Quand ils arrivèrent, avenue de Villiers, devant la porte du peintre :

— Entrez-vous ? demanda Bertin.

— Non, merci. Il est tard, je vais me coucher.

— Voyons, montez une demi-heure, nous allons encore bavarder.

— Non. Vrai. Il est trop tard.

La pensée de rester seul, après les secousses qu’il venait encore de supporter, emplit d’horreur l’âme d’Olivier. Il tenait quelqu’un, il le garderait.

— Montez donc, je vais vous faire choisir une étude que je veux vous offrir depuis longtemps.

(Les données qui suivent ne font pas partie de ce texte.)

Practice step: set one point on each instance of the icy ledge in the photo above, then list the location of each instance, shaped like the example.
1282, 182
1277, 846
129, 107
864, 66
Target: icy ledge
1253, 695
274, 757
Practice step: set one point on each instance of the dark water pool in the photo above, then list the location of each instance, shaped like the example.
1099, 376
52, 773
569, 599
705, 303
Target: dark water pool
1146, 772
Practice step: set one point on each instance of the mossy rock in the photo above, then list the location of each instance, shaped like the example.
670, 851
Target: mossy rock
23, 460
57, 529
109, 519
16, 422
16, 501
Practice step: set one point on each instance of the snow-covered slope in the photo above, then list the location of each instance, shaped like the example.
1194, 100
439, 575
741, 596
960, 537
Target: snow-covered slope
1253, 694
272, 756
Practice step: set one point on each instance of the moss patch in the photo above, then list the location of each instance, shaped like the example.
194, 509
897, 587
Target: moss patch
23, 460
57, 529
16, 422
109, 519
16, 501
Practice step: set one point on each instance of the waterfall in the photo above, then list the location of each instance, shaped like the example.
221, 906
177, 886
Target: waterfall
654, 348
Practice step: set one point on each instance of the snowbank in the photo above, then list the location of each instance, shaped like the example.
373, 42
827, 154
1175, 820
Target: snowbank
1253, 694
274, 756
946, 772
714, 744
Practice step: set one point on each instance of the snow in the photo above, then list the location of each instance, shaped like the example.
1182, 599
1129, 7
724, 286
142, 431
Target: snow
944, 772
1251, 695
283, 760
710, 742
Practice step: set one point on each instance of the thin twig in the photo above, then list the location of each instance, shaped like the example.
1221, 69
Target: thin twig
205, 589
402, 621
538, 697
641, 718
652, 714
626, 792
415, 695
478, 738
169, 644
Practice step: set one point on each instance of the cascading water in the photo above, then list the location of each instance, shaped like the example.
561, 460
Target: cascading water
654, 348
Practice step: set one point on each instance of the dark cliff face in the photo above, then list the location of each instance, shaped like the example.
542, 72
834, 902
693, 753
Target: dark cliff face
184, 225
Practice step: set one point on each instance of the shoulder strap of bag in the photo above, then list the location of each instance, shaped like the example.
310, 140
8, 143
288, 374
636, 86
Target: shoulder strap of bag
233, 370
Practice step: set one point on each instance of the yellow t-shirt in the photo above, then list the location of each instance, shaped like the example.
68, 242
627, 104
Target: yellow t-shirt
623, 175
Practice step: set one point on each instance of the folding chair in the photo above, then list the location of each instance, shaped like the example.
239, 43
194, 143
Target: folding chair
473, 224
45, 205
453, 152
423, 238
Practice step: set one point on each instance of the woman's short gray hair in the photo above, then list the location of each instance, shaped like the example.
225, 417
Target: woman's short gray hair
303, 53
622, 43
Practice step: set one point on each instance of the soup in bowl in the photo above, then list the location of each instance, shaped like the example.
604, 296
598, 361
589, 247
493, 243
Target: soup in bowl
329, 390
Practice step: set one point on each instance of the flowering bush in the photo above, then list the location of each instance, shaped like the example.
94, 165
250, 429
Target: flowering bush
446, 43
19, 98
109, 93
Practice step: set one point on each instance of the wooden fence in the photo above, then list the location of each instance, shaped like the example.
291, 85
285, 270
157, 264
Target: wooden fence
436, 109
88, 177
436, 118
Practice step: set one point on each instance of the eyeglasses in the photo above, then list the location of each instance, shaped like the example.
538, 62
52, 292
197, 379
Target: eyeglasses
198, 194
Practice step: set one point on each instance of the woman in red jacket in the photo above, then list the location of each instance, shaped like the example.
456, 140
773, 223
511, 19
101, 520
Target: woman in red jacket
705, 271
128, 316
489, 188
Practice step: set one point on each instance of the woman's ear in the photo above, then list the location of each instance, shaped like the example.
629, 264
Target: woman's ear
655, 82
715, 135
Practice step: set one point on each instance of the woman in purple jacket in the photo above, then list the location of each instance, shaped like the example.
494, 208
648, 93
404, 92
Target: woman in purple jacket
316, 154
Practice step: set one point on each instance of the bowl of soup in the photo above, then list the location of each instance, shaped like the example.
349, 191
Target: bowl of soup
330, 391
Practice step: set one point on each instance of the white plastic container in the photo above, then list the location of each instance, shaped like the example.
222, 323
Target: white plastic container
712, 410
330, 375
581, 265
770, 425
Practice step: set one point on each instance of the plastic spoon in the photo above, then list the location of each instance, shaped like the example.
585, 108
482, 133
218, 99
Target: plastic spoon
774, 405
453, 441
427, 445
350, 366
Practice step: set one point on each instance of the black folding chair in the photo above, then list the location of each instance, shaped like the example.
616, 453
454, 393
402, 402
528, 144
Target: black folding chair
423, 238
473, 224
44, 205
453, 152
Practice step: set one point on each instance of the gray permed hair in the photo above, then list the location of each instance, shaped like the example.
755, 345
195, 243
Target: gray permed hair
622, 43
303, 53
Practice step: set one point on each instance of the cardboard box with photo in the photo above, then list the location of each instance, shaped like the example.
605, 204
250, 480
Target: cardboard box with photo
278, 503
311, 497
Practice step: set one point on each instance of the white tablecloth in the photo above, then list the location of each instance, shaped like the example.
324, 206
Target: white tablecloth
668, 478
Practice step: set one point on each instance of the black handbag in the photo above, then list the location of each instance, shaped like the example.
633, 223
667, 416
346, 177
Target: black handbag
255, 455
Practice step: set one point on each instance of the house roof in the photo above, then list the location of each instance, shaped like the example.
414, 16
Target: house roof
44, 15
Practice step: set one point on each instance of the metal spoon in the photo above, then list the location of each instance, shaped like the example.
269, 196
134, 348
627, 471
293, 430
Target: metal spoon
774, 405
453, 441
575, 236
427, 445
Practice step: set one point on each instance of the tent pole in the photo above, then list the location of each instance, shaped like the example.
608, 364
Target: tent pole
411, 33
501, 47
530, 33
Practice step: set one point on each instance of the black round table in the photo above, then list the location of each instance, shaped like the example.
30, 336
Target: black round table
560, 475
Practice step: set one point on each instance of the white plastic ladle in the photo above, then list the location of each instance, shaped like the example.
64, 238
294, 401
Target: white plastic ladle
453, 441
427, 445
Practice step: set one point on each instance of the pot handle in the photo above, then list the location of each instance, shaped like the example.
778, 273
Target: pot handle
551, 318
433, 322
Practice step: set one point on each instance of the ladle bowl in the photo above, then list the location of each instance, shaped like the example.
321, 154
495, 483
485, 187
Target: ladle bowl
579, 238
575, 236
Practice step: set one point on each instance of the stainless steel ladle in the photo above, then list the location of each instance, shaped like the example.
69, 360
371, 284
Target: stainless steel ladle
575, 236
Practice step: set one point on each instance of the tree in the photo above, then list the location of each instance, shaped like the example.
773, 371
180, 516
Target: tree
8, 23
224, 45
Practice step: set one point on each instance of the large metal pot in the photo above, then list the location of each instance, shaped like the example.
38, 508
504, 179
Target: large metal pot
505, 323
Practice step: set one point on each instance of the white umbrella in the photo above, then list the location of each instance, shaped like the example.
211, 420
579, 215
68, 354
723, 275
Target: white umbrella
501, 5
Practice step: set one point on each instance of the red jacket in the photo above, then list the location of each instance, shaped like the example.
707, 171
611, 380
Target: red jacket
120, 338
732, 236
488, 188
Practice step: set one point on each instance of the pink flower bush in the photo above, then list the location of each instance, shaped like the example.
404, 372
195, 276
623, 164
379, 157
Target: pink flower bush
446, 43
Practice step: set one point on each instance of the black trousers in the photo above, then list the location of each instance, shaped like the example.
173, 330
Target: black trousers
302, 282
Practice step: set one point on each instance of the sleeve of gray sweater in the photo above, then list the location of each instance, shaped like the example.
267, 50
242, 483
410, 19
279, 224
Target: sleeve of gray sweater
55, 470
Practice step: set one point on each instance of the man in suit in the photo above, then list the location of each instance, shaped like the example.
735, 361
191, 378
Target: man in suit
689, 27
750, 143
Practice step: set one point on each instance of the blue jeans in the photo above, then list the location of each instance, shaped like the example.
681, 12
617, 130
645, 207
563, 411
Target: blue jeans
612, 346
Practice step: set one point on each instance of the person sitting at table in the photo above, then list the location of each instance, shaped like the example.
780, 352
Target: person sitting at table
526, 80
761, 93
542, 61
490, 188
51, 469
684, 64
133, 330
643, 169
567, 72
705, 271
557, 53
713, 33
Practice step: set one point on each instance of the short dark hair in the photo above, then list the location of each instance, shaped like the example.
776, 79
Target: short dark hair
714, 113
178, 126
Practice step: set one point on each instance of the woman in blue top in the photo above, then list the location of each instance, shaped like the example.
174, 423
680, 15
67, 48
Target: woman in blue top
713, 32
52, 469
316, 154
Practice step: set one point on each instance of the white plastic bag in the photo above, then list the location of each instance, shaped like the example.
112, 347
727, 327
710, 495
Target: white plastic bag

L’autre sachant que les peintres n’ont pas toujours l’humeur donnante, et que la mémoire des promesses est courte, se jeta sur l’occasion. En sa qualité d’inspecteur des Beaux-Arts, il possédait une galerie collectionnée avec adresse.

— Je vous suis, dit-il.

Ils entrèrent.

Le valet de chambre réveillé apporta des grogs ; et la conversation se traîna sur la peinture pendant quelque temps. Bertin montrait des études en priant Musadieu de prendre celle qui lui plairait le mieux ; et Musadieu hésitait, troublé par la lumière du gaz qui le trompait sur les tonalités. À la fin il choisit un groupe de petites filles dansant à la corde sur un trottoir ; et presque tout de suite il voulut s’en aller en emportant son cadeau.

— Je le ferai déposer chez vous, disait le peintre.

— Non, j’aime mieux l’avoir ce soir même pour l’admirer avant de me mettre au lit.